# aprender
Next Generation Machine Learning, Statistics and Deep Learning in PURE Rust
[](https://github.com/paiml/aprender/actions/workflows/ci.yml)
[](https://codecov.io/gh/paiml/aprender)
[](https://opensource.org/licenses/MIT)
[](https://github.com/noahgift/pmat)
[](https://crates.io/crates/aprender)
[](https://docs.rs/aprender)
## Overview
Aprender is a lightweight, pure Rust machine learning library designed for efficiency and ease of use. Built with EXTREME TDD methodology, it provides reliable implementations of core ML algorithms with comprehensive test coverage.
## Features
### Core Primitives
- **Vector** - 1D numerical array with statistical operations (mean, sum, dot, norm, variance)

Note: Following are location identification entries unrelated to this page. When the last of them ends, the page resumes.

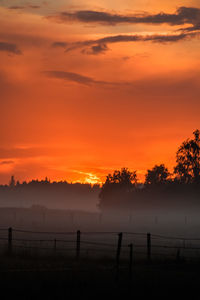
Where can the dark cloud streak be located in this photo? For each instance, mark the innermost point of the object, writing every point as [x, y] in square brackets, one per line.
[101, 45]
[74, 77]
[183, 15]
[10, 48]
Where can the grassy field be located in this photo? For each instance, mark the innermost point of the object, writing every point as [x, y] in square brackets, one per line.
[59, 278]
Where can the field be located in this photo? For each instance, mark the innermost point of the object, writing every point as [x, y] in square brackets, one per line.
[45, 256]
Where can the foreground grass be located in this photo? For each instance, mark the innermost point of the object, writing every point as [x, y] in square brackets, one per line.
[28, 277]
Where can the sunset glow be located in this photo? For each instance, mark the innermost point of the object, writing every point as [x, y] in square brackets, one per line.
[88, 87]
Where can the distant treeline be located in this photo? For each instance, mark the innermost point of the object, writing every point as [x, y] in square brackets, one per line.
[161, 189]
[62, 195]
[121, 190]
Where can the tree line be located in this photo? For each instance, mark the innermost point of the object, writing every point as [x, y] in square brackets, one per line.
[161, 188]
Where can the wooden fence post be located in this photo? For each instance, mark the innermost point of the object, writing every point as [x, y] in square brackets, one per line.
[55, 246]
[10, 240]
[148, 247]
[131, 261]
[78, 244]
[119, 245]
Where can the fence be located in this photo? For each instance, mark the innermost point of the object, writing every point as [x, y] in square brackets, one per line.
[126, 245]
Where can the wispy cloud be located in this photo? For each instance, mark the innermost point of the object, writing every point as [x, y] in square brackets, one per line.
[183, 15]
[6, 162]
[99, 46]
[19, 7]
[74, 77]
[10, 48]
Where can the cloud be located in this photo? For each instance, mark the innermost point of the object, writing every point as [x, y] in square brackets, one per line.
[24, 7]
[60, 45]
[16, 7]
[99, 46]
[11, 48]
[7, 162]
[96, 49]
[74, 77]
[182, 16]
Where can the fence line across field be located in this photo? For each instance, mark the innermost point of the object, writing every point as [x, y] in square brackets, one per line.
[81, 242]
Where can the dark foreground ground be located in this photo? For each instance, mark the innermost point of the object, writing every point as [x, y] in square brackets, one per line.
[61, 278]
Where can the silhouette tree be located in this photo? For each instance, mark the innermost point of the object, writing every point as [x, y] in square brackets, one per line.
[12, 181]
[157, 175]
[187, 169]
[116, 188]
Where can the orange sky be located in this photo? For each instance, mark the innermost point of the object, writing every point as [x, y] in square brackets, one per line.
[79, 98]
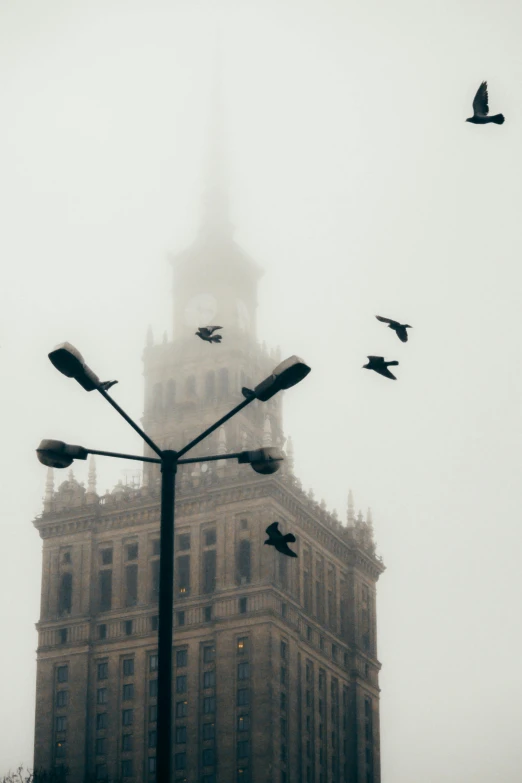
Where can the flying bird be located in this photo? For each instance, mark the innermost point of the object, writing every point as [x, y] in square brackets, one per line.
[205, 332]
[399, 329]
[106, 385]
[277, 539]
[378, 364]
[481, 108]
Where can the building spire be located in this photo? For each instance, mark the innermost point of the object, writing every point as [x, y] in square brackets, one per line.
[350, 514]
[49, 490]
[216, 210]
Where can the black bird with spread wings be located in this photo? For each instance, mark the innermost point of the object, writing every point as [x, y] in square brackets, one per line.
[399, 329]
[378, 364]
[206, 333]
[481, 108]
[277, 539]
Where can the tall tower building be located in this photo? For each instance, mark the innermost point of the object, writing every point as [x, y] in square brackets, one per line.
[275, 659]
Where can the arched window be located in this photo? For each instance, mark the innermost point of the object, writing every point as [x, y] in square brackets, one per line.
[157, 394]
[170, 397]
[65, 596]
[210, 386]
[223, 383]
[243, 562]
[190, 387]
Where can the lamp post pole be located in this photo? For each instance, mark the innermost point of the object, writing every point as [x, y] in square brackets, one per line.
[70, 362]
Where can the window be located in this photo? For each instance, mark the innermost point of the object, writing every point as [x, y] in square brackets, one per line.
[243, 562]
[181, 658]
[210, 537]
[184, 541]
[131, 585]
[62, 673]
[61, 723]
[209, 570]
[60, 750]
[242, 697]
[106, 556]
[105, 586]
[180, 760]
[101, 721]
[243, 722]
[65, 595]
[242, 749]
[183, 574]
[154, 580]
[181, 709]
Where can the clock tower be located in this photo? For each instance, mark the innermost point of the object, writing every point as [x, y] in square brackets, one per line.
[189, 383]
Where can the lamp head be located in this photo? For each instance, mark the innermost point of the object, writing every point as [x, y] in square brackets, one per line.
[69, 361]
[57, 454]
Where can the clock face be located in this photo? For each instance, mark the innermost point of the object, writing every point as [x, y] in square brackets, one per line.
[200, 310]
[243, 316]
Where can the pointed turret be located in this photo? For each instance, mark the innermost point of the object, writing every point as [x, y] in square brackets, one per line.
[222, 441]
[49, 491]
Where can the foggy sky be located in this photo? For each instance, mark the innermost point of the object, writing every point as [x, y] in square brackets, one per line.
[357, 185]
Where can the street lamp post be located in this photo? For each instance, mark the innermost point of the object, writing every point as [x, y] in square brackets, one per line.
[57, 454]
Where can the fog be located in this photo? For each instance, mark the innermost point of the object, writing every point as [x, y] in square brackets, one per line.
[358, 187]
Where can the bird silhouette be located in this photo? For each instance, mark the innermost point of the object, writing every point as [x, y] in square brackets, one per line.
[399, 329]
[378, 364]
[205, 332]
[106, 385]
[277, 539]
[481, 108]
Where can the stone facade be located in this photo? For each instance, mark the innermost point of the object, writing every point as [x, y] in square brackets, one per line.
[275, 664]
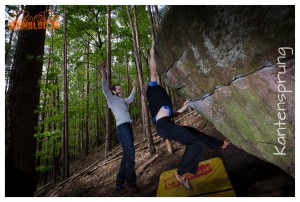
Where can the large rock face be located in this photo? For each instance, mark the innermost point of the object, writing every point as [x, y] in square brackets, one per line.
[228, 60]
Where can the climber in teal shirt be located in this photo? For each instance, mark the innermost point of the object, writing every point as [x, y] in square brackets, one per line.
[161, 109]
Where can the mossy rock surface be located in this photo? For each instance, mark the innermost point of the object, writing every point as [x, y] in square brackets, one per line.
[227, 55]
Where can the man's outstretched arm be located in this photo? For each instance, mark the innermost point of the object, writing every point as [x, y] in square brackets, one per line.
[132, 94]
[153, 71]
[105, 88]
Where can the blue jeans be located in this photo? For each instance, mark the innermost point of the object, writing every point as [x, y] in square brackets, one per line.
[192, 138]
[125, 137]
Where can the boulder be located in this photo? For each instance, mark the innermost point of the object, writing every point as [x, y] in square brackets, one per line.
[236, 65]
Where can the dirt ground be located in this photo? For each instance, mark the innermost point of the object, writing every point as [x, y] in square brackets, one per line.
[249, 175]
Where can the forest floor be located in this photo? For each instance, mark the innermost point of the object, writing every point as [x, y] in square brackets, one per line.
[94, 176]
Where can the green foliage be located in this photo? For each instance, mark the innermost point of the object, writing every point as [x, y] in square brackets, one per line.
[85, 24]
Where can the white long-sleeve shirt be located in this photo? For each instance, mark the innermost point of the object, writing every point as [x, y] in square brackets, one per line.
[118, 105]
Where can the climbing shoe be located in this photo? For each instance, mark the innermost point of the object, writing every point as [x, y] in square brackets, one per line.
[132, 188]
[184, 180]
[119, 185]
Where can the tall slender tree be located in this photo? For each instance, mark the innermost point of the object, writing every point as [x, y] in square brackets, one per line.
[65, 139]
[86, 151]
[170, 148]
[108, 138]
[23, 99]
[145, 115]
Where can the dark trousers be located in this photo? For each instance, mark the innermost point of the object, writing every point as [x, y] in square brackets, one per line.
[125, 137]
[192, 138]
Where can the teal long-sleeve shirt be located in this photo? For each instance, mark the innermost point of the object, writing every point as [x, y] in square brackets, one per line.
[118, 105]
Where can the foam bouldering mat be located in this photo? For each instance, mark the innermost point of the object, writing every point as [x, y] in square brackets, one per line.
[211, 179]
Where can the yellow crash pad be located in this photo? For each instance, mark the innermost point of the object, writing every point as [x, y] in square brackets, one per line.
[211, 179]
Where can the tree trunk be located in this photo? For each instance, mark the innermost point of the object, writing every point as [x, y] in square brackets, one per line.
[23, 99]
[170, 148]
[151, 23]
[108, 138]
[65, 139]
[145, 115]
[86, 150]
[7, 50]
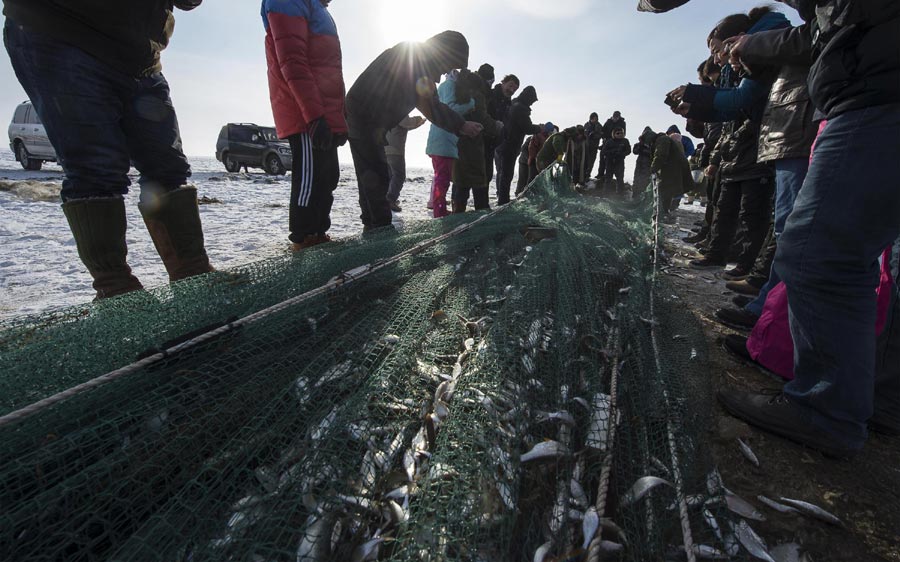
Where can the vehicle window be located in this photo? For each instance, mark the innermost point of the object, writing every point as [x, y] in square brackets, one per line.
[19, 115]
[33, 118]
[242, 134]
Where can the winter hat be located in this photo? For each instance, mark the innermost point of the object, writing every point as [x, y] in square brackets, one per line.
[447, 50]
[486, 71]
[528, 95]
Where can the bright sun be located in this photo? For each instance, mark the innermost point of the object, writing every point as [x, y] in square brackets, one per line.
[410, 20]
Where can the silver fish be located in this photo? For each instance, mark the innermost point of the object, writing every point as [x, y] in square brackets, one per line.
[710, 520]
[578, 495]
[561, 417]
[610, 526]
[748, 452]
[789, 552]
[781, 508]
[752, 542]
[367, 551]
[714, 483]
[545, 450]
[314, 545]
[641, 487]
[706, 552]
[589, 526]
[541, 553]
[813, 511]
[742, 507]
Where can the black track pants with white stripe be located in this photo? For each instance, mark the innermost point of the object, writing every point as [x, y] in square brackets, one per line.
[314, 178]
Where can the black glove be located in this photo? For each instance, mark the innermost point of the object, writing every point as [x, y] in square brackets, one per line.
[187, 5]
[321, 135]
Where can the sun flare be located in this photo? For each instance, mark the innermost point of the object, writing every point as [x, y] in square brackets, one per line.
[410, 20]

- Powered by [trueno](https://github.com/paiml/trueno) v0.2.2 for SIMD acceleration
- **Matrix** - 2D numerical array with linear algebra (matmul, transpose, Cholesky decomposition)
- SIMD-optimized operations via trueno backend
- **DataFrame** - Named column container for ML data preparation workflows
### Machine Learning Models
- **LinearRegression** - Ordinary Least Squares via normal equations
- **KMeans** - K-means++ initialization with Lloyd's algorithm
- **DecisionTreeClassifier** - GINI-based decision tree with configurable max depth
- **RandomForestClassifier** - Bootstrap aggregating ensemble with majority voting
### Model Selection & Evaluation
- **train_test_split** - Random train/test splitting with reproducible seeds
- **KFold** - K-fold cross-validator with optional shuffling
- **cross_validate** - Automated cross-validation with statistics (mean, std, min, max)
### Model Persistence
- **Serialization** - Save/load models to disk (serde + bincode)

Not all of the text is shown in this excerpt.